The two men spent fifteen minutes unspeaking, huddled together over the disk that Harding had produced before summoning Jane Ambersom to replay it several more times.

The deputy director finally said: “What the hell is it?”

“I don’t know,” admitted Smith. “But we’ve got to find out.”

*   *   *

 

Maxim Mikhailovich Radtsic’s insistence had been that he choose their rendezvous, and Jacobson was moderately impressed. The riverboat-tour pier was close to the long distance steamer terminal on Klenovy Boulevard, which ensured a perpetual throng of people in which to disappear, although by the same token providing virtually undetectable surveillance cover. Apparently to guard against which the Russian had imposed a trail-clearing ritual requiring Jacobson to board the vessel thirty minutes ahead of Radtsic and to remain at the rail overlooking the gangway to guarantee the deputy FSB director did not have followers. Additionally, Jacobson was forbidden to make any approach for thirty minutes after departure for Radtsic to complete the same check on the British MI6 officer. Radtsic’s satisfaction signal was to drop his empty cigarette packet into the Moskva River.

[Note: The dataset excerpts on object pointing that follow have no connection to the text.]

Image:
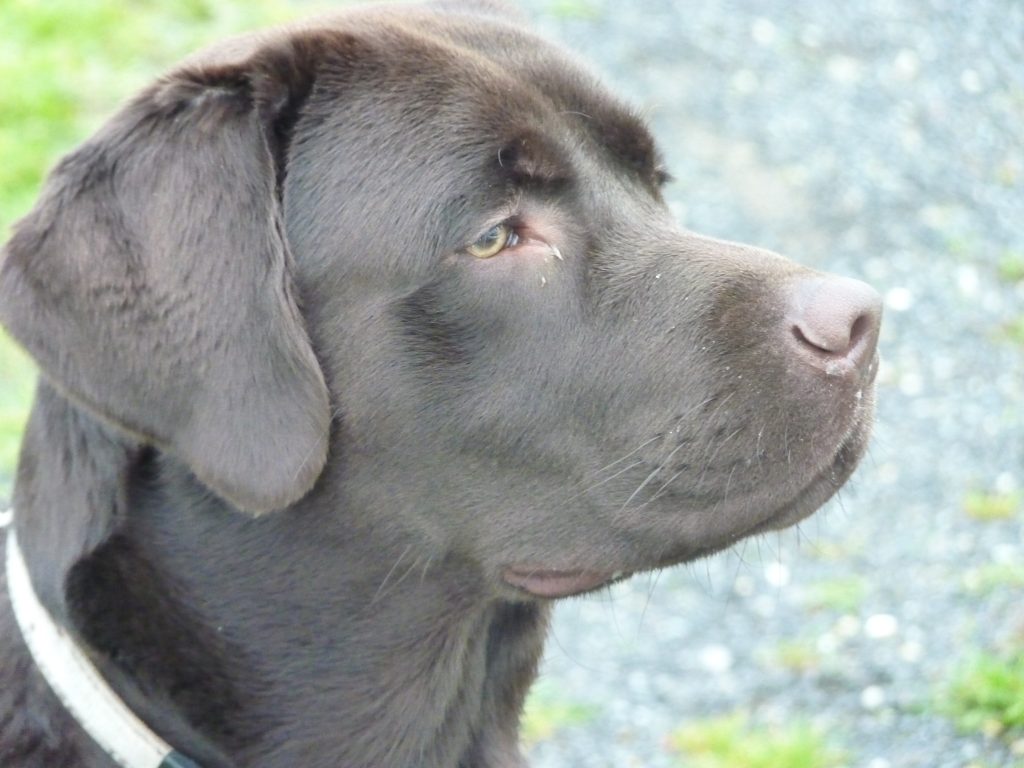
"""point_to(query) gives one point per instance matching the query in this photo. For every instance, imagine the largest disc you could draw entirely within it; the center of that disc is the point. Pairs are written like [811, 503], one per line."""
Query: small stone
[777, 574]
[881, 626]
[872, 697]
[763, 32]
[899, 299]
[716, 658]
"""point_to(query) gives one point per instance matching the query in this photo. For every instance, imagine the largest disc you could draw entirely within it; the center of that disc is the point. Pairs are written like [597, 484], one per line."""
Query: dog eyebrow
[529, 157]
[626, 137]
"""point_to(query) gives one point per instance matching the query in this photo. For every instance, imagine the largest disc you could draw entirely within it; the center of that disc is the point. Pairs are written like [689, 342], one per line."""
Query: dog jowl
[361, 341]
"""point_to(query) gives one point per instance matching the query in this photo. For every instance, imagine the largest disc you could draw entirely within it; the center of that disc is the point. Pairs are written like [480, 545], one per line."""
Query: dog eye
[493, 242]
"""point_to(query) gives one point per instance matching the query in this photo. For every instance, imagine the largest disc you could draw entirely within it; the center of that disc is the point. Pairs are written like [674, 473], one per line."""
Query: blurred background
[882, 139]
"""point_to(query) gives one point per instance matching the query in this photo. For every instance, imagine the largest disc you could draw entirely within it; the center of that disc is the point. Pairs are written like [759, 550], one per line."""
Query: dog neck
[76, 682]
[313, 636]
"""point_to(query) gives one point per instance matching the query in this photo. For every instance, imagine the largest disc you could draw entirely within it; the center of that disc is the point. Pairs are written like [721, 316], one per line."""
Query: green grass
[732, 741]
[1013, 331]
[796, 656]
[65, 66]
[1011, 266]
[988, 579]
[986, 693]
[985, 506]
[17, 379]
[547, 713]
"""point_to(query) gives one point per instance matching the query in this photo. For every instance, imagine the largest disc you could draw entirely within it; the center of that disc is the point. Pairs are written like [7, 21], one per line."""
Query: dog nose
[835, 320]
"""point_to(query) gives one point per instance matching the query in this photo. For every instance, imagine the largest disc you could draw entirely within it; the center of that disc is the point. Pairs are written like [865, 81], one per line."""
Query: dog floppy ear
[152, 283]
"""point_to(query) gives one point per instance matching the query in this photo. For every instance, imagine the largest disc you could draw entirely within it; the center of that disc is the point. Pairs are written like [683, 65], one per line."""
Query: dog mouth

“It’s good to see you again,” greeted Jacobson, coming up alongside the other man.

“What does London say?” instantly demanded Radtsic.

“They welcome you and your wife. And Andrei, too, of course.”

“It must be soon. Very soon.”

“Arrangements have to be made. We have to coordinate you and your wife leaving here with moving Andrei from Paris. We have to find a suitable house and equip it with all its necessary security. As well as arranging new identities and setting up financial arrangements that’ll be acceptable to you.”

“Most of it can be done when we’re there.”

“There will need to be cooperation, once you are completely safe,” warned Jacobson, guardedly.

Radtsic covered his hesitation by lighting a fresh cigarette from the stub of the old. “I told you I would cooperate.”

“Very full cooperation.”

“We can decide all that when I get there.”

“No, sir,” refused Jacobson. “There must be complete understanding between us now.”

“You are recording this conversation!” demanded the Russian, looking sideways for the first time.

“Yes. I could, of course, have lied and said no, but I want everything to be honest and clear between us.”

“I respect and appreciate that.”

“And I would appreciate an answer.”

Radtsic hesitated further. Then he said: “Of course I will cooperate. That’s the deal, isn’t it?”

“Yes, sir,” confirmed Jacobson. “That’s the deal.”

 

 

4

 

The warning of an official visit was always made by a recorded voice quoting Charlie’s four-digit protection designation, 1716. He had to acknowledge it with a binary response, the first sequence by using his telephone keypad to provide a separate five-digit identification, 10063. That had to be verified by his verbally reciting, for voiceprint recognition, a different number—1316—to separate recording equipment. His failure to provide both in sequential order or wrongly numbering either was his alarm signal that he believed himself to be compromised.